The scene is so, so odd, and deeply out of sync with the rest of the movie to that point. Kevin was an unrepentant misogynist and then, suddenly, his “guidance” (telling Becky to be a cheerleader) is shown as positive. Becky takes his advice, quits the team before the big game and only comes back late in the game with her cheerleading skirt still on. It’s visual evidence of the compromise she’s already made: it won’t be possible for her to have both of the things she wants — the attention of boys and the chance to play sports — so something’s gotta give. It would be less depressing if it weren’t so often a reality: girls drop out of sports at remarkably high rates after puberty.
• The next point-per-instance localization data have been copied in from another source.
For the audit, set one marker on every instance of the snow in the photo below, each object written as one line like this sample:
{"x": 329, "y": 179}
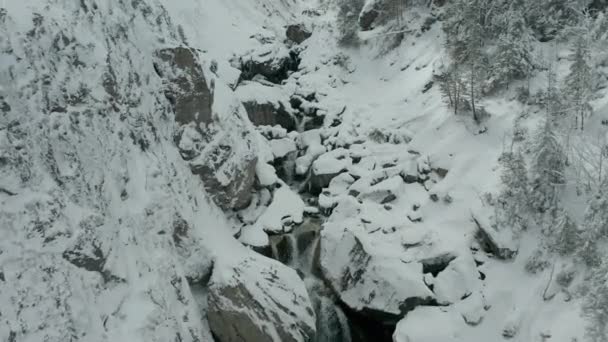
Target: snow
{"x": 286, "y": 209}
{"x": 84, "y": 172}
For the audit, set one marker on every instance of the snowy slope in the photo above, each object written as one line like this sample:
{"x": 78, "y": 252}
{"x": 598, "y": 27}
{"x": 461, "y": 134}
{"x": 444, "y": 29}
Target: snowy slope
{"x": 108, "y": 236}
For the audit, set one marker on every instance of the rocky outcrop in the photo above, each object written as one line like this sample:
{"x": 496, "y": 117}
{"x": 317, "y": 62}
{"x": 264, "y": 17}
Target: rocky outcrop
{"x": 498, "y": 243}
{"x": 267, "y": 113}
{"x": 272, "y": 62}
{"x": 259, "y": 300}
{"x": 380, "y": 287}
{"x": 213, "y": 138}
{"x": 297, "y": 33}
{"x": 367, "y": 18}
{"x": 187, "y": 89}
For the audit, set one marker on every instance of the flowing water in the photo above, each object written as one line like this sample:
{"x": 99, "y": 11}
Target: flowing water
{"x": 300, "y": 250}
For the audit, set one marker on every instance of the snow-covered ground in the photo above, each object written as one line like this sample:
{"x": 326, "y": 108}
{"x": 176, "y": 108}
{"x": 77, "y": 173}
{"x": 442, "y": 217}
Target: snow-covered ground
{"x": 74, "y": 184}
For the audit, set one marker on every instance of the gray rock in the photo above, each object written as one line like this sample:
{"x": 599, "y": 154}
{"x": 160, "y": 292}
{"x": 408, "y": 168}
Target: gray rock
{"x": 297, "y": 33}
{"x": 227, "y": 170}
{"x": 186, "y": 88}
{"x": 269, "y": 114}
{"x": 259, "y": 300}
{"x": 367, "y": 18}
{"x": 493, "y": 242}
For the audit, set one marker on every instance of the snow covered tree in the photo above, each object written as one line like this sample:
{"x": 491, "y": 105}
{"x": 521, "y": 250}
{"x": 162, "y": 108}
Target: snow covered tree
{"x": 452, "y": 88}
{"x": 512, "y": 200}
{"x": 513, "y": 56}
{"x": 466, "y": 27}
{"x": 595, "y": 227}
{"x": 579, "y": 81}
{"x": 595, "y": 306}
{"x": 348, "y": 21}
{"x": 547, "y": 169}
{"x": 566, "y": 237}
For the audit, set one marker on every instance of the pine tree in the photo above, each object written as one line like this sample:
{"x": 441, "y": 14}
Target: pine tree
{"x": 514, "y": 195}
{"x": 565, "y": 233}
{"x": 579, "y": 80}
{"x": 513, "y": 57}
{"x": 595, "y": 227}
{"x": 547, "y": 171}
{"x": 348, "y": 21}
{"x": 595, "y": 306}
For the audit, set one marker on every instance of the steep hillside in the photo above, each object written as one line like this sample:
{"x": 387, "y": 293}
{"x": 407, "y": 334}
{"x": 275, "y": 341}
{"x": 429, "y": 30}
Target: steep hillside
{"x": 263, "y": 170}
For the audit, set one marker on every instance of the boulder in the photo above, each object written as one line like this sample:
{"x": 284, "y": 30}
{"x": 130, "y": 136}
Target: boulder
{"x": 501, "y": 244}
{"x": 367, "y": 18}
{"x": 326, "y": 167}
{"x": 259, "y": 300}
{"x": 213, "y": 136}
{"x": 383, "y": 288}
{"x": 297, "y": 33}
{"x": 415, "y": 326}
{"x": 267, "y": 113}
{"x": 186, "y": 86}
{"x": 272, "y": 61}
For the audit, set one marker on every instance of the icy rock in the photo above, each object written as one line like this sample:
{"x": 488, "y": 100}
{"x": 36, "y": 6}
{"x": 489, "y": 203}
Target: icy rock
{"x": 266, "y": 174}
{"x": 273, "y": 61}
{"x": 415, "y": 326}
{"x": 384, "y": 287}
{"x": 259, "y": 299}
{"x": 326, "y": 167}
{"x": 297, "y": 33}
{"x": 368, "y": 15}
{"x": 286, "y": 207}
{"x": 501, "y": 244}
{"x": 281, "y": 147}
{"x": 458, "y": 280}
{"x": 187, "y": 87}
{"x": 226, "y": 168}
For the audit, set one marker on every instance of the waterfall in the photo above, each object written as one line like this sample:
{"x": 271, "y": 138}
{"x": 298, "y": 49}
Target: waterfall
{"x": 299, "y": 250}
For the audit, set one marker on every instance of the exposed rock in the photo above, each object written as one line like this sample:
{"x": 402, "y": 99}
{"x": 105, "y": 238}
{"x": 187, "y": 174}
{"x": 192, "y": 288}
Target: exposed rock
{"x": 297, "y": 33}
{"x": 492, "y": 241}
{"x": 380, "y": 287}
{"x": 236, "y": 192}
{"x": 273, "y": 62}
{"x": 414, "y": 327}
{"x": 267, "y": 113}
{"x": 326, "y": 167}
{"x": 226, "y": 168}
{"x": 187, "y": 88}
{"x": 367, "y": 18}
{"x": 259, "y": 300}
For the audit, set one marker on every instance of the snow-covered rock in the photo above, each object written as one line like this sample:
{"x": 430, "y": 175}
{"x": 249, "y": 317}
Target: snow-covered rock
{"x": 326, "y": 167}
{"x": 216, "y": 140}
{"x": 266, "y": 104}
{"x": 259, "y": 299}
{"x": 446, "y": 327}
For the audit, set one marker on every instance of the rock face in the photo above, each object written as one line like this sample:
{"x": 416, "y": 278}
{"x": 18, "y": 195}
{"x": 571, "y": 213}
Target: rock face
{"x": 95, "y": 180}
{"x": 213, "y": 138}
{"x": 187, "y": 88}
{"x": 268, "y": 114}
{"x": 380, "y": 286}
{"x": 367, "y": 18}
{"x": 297, "y": 33}
{"x": 259, "y": 300}
{"x": 273, "y": 62}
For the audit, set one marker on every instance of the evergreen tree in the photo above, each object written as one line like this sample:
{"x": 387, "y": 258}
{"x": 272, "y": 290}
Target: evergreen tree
{"x": 513, "y": 56}
{"x": 565, "y": 233}
{"x": 514, "y": 195}
{"x": 595, "y": 227}
{"x": 579, "y": 80}
{"x": 548, "y": 166}
{"x": 595, "y": 306}
{"x": 348, "y": 21}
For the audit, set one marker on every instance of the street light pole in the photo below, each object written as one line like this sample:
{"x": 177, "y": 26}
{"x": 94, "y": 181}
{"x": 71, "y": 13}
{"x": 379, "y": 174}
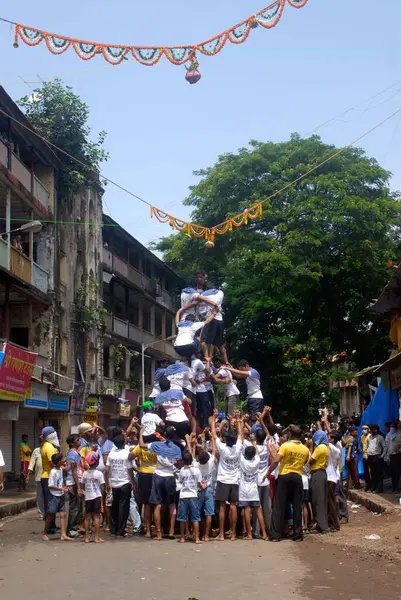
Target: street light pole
{"x": 144, "y": 347}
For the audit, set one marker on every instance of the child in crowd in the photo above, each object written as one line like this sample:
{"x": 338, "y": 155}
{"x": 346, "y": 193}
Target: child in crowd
{"x": 190, "y": 480}
{"x": 93, "y": 485}
{"x": 248, "y": 489}
{"x": 56, "y": 504}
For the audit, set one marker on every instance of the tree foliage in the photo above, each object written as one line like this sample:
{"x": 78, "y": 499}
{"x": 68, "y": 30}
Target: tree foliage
{"x": 60, "y": 115}
{"x": 304, "y": 273}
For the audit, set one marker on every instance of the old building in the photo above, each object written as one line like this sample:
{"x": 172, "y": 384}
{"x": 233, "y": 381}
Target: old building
{"x": 140, "y": 294}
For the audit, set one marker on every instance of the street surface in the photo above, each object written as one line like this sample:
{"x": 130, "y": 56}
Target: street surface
{"x": 321, "y": 567}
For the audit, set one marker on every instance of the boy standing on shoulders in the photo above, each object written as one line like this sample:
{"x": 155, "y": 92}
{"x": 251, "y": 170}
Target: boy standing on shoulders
{"x": 190, "y": 479}
{"x": 56, "y": 504}
{"x": 93, "y": 485}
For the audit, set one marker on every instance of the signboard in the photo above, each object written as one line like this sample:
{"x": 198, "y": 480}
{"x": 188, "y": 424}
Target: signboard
{"x": 16, "y": 370}
{"x": 37, "y": 396}
{"x": 92, "y": 405}
{"x": 59, "y": 403}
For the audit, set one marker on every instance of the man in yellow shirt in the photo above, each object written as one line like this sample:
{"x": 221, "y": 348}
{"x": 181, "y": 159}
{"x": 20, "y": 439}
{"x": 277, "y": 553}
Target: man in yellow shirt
{"x": 146, "y": 465}
{"x": 318, "y": 484}
{"x": 25, "y": 456}
{"x": 292, "y": 457}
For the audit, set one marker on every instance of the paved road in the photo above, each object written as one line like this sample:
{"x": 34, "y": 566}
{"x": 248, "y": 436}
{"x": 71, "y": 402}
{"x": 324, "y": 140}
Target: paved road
{"x": 149, "y": 570}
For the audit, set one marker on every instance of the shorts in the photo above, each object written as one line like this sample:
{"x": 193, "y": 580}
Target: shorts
{"x": 183, "y": 428}
{"x": 144, "y": 487}
{"x": 93, "y": 507}
{"x": 206, "y": 502}
{"x": 188, "y": 350}
{"x": 250, "y": 503}
{"x": 56, "y": 504}
{"x": 188, "y": 508}
{"x": 226, "y": 492}
{"x": 24, "y": 466}
{"x": 204, "y": 407}
{"x": 163, "y": 490}
{"x": 213, "y": 333}
{"x": 255, "y": 405}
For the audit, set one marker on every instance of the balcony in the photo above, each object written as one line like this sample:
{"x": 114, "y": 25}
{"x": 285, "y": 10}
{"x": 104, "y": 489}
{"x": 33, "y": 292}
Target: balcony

Becky’s star turn and unsatisfying conclusion probably shouldn’t have come as a surprise. Of course a girl was the center of an underdog story: Who’s more of an underdog in sports than a girl? Little Giants ends with the Annexation of Puerto Rico, a problematically-titled, game-winning play that holds a beloved place in sports lore. The play begins with Becky charging down the field, drawing all the defenders to her — after all, she’s one of the best players on the team. Once the opposing players are concentrated around her, she opens her arms: no ball. It was all just one, long fake.